Vamos ver como essas coisas se passaram.

 

O Júri entre Brunelleschi e Ghiberti: As peças submetidas ao júri por Lorenzo Ghiberti e por Filippo Bruneleschi subsistem – o que é admirável, pois bronze era caro; as dos outros cinco competidores foram derretidas e provavelmente reutilizadas ao longo do tempo. Os quadrifólios de Brunelleschi e Ghiberti (43 x 33cm), obras-primas da Renascença, pela beleza, pela expressividade, encontram-se atualmente expostas no Museu do Bargello, em Florença.

À esquerda, o quadrifólio de Bruneleschi, mais dramático, com o anjo subitamente saindo do céu e segurando o braço de Abraão; já lá está o Cordeiro que será sacrificado no lugar de Isaac. Para os Padres da Igreja, o sacrifício de Isaac prefigurava o do Cristo: filho único, o cordeiro do sacrifício, etc. O trevo de quatro folhas de Ghiberti é mais sereno e talvez mais elegante; o anjo ainda nem conteve Abraão. Isaac se sentiria mais seguro com Brunelleschi…

Em Ghiberti, a escultura é uma peça única, exceto por Abraão; em Brunelleschi, são peças individuais pregadas: não apenas Ghiberti usa 7kg menos cobre, como sua escultura é mais resistente.

 

A Short List: Ghiberti, cultivando o networking, pediu opinião de vários artistas e escultores, alguns das quais depois se tornaram juízes do concurso, e se dispôs a acomodar as sugestões deles, e mesmo refundir a peça, se fosse o caso. Já Brunelleschi não falou com ninguém, como era seu estilo. Trabalhava sozinho e não anotava o que estava fazendo, salvo em cifras – para defender seus métodos e criações numa época em que ainda não existia propriedade intelectual, nem patente.

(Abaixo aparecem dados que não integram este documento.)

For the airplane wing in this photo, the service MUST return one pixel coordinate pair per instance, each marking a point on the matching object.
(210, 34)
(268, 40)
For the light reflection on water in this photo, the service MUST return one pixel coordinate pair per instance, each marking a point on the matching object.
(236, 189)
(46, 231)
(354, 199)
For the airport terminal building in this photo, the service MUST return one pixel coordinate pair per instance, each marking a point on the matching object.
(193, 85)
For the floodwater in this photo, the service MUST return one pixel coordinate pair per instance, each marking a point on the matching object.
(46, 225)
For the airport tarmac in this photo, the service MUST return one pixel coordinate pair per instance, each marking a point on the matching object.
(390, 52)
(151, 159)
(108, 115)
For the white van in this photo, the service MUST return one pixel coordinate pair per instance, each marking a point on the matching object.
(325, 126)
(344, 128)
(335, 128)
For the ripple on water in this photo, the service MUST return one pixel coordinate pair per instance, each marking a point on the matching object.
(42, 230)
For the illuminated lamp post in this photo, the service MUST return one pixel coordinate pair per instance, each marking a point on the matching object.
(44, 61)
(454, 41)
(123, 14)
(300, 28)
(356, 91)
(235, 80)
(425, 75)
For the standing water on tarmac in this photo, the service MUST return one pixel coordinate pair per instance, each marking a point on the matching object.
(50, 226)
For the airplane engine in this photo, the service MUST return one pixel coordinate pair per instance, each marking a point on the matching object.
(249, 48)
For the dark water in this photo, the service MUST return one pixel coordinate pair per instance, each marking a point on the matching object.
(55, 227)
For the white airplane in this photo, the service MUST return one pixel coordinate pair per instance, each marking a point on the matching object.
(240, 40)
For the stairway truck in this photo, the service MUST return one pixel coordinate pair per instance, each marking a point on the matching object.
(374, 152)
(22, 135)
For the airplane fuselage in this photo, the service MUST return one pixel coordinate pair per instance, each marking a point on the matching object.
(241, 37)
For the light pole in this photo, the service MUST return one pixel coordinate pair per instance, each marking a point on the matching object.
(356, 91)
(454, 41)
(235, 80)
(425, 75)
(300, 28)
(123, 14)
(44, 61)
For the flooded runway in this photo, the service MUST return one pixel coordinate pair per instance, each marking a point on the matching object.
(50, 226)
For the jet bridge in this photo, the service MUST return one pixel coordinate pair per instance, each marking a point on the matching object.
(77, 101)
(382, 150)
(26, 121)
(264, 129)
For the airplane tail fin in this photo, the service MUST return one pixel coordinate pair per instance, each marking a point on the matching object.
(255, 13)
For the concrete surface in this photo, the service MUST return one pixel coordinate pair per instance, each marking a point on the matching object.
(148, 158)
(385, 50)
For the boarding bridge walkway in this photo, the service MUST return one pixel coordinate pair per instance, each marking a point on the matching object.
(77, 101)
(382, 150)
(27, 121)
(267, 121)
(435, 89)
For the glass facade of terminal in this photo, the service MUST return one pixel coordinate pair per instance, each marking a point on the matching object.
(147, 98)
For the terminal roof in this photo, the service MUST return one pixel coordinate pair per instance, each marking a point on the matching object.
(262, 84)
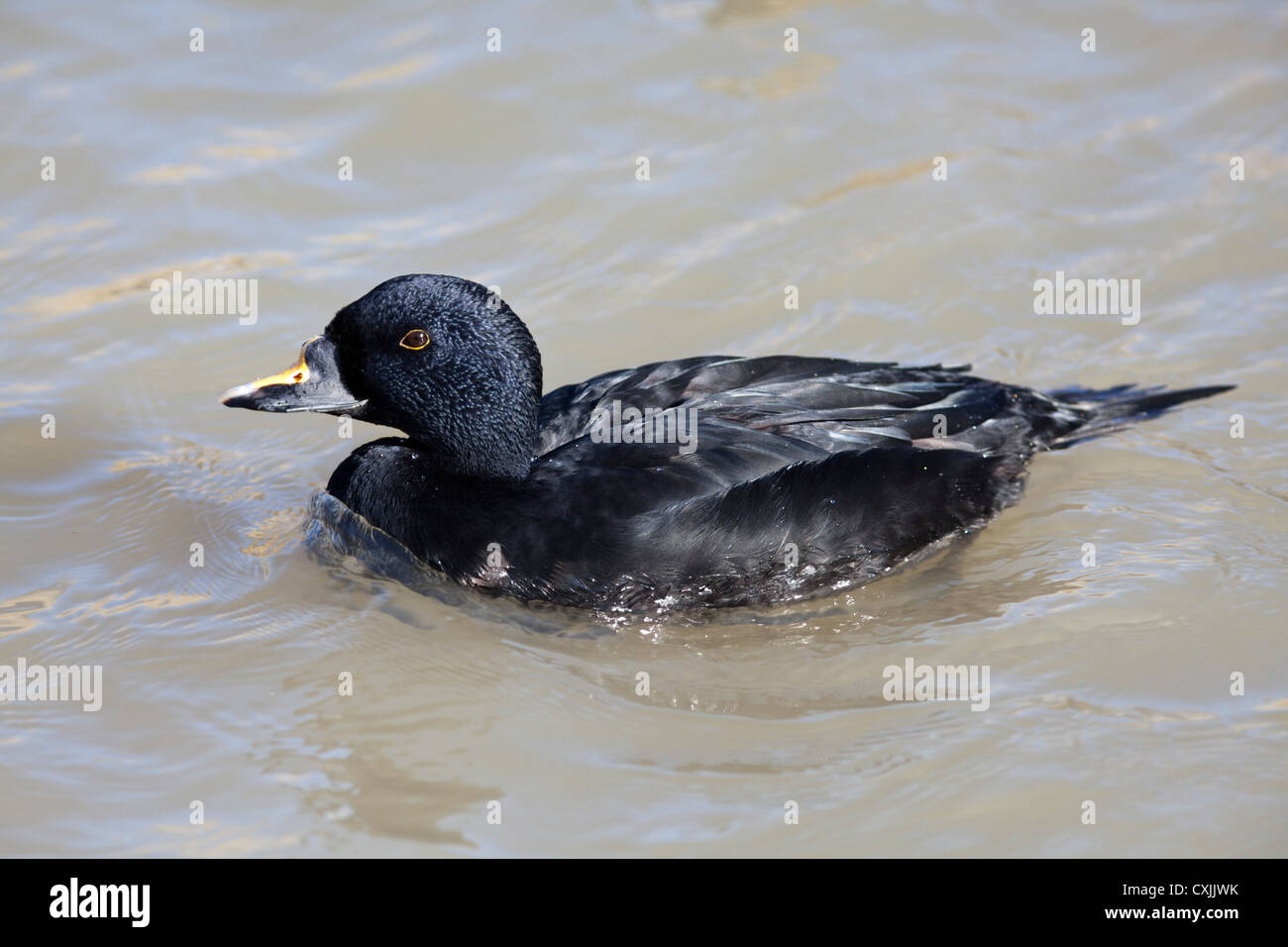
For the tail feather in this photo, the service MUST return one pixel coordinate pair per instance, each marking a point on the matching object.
(1119, 407)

Rapidamente, foram descartados 5 dos 7 concorrentes; ficaram Ghiberti e Brunelleschi. Realmente, era difícil escolher entre esses dois jovens gigantes. Ainda hoje, artistas e historiadores de arte se dividem. Talvez por isso as duas amostras tenham sobrevivido à enorme tentação de serem fundidas para feitura de outras peças ou de canhões, mesmo sendo o bronze muito caro. Um antiquário e colecionador florentino do séc. XVI, Francesco Albertini, recomendava aos ourives que aspirassem à imortalidade em suas obras, e, pois, jamais fundirem o bronze a uma espessura maior do que a lâmima de uma faca, para que não fossem derretidas depois, por motivos utilitários mundanos ou bélicos.

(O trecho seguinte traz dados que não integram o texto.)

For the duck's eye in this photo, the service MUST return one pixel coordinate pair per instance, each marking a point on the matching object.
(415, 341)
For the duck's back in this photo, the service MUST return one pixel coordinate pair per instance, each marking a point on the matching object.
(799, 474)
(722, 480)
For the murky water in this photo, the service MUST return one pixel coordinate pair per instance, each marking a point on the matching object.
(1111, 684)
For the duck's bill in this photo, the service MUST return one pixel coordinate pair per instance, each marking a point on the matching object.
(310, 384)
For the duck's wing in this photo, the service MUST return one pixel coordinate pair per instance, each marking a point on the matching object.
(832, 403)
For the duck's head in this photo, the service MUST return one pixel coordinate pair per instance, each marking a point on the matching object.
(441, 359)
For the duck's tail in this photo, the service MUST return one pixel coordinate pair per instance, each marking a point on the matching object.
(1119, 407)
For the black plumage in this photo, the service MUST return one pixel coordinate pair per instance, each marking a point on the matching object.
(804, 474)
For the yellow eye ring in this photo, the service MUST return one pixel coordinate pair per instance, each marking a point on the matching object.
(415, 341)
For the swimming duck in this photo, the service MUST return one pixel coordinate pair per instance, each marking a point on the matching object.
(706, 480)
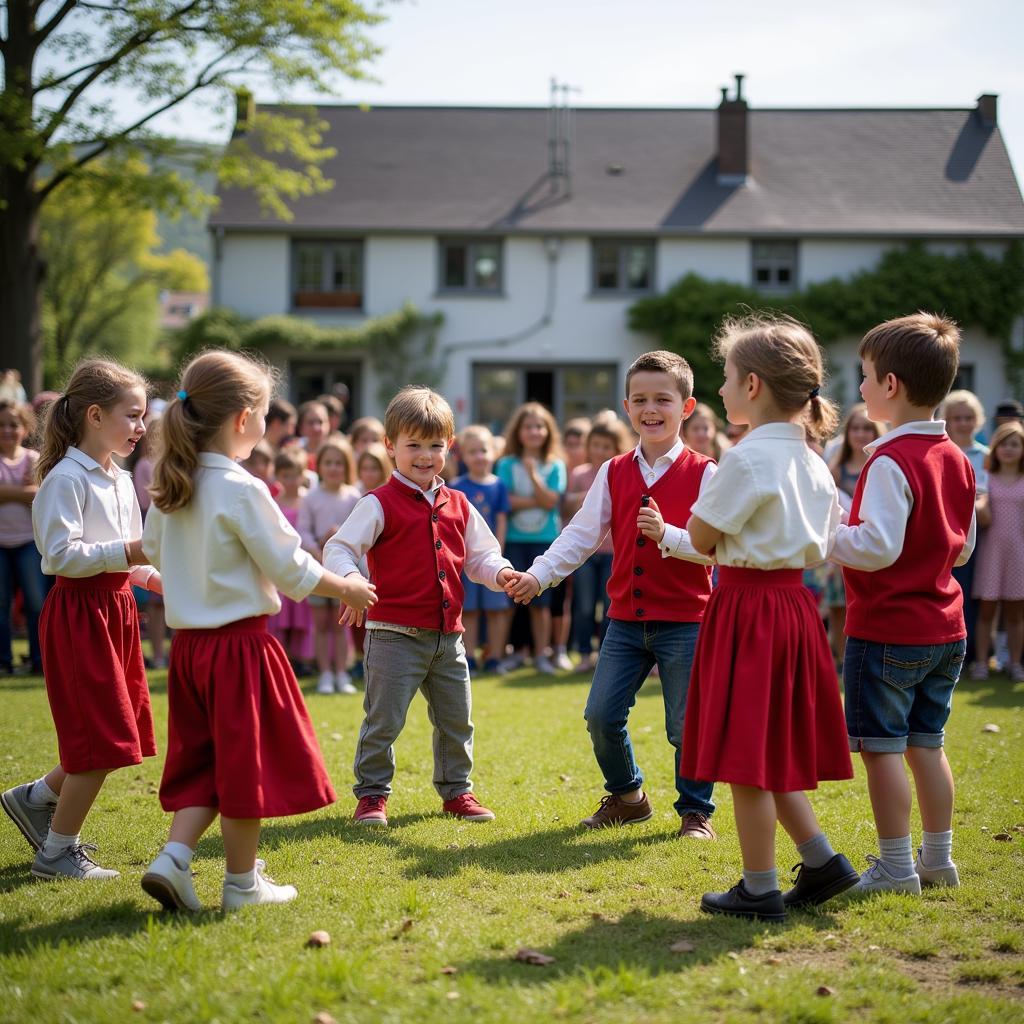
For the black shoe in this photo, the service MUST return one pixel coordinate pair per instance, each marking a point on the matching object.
(815, 885)
(739, 903)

(Vídeo instrutivo sobre os painéis de Ghiberti e Brunelleschi: https://www.youtube.com/watch?v=8qivmAur1-k )

 

O Veredito do Concurso: Ficaram, pois Bruneleschi e Ghiberti. Lorenzo Ghiberti foi dado como vencedor. As duas provas eram igualmente belas, mas a peça de Ghiberti era talvez mais bem organizada, e… mais econômica em bronze. Sim, uma das razões da vitória de Ghiberti pode ter sido orçamentária: ele usou menos bronze, o que, ao final, gerava uma grande economia para a cidade.

Numa biografia de Brunelleschi, escrita 80 anos após o fatos, Antonio di Tuccio Manetti, afirma que os juízes, incapazes de decidir entre os dois, pedem que trabalhem juntos… Mas Brunelleschi recusa – queria a obra inteira para ele – e perdeu o contrato. Ghiberti alega que ganhou por unanimidade (talvez, acrescento, depois de Brunelleschi não aceitar trabalhar em conjunto com Ghiberti).

 

A erudição de Brunelleschi: Em seu quadrifólio, Brunelleschi mostra o enorme conhecimento das obras clássicas: ele incluiu em sua peça, um Spinario, um jovem concentrado a retirar um espinho do pé, copiando uma escultura helenística do séc. I, a.C., atualmente nos Musei Capitolini, Roma (abaixo à esquerda).

Napoleão, o maior espoliador de arte de todos os tempos, levou o Spinario para o Museu Napoleão (depois, chamado de Louvre, em 1798, junto com outras inúmeras obras de arte italianas. Após sua derrota em Waterloo, muitas dessas obras retornaram à Itália.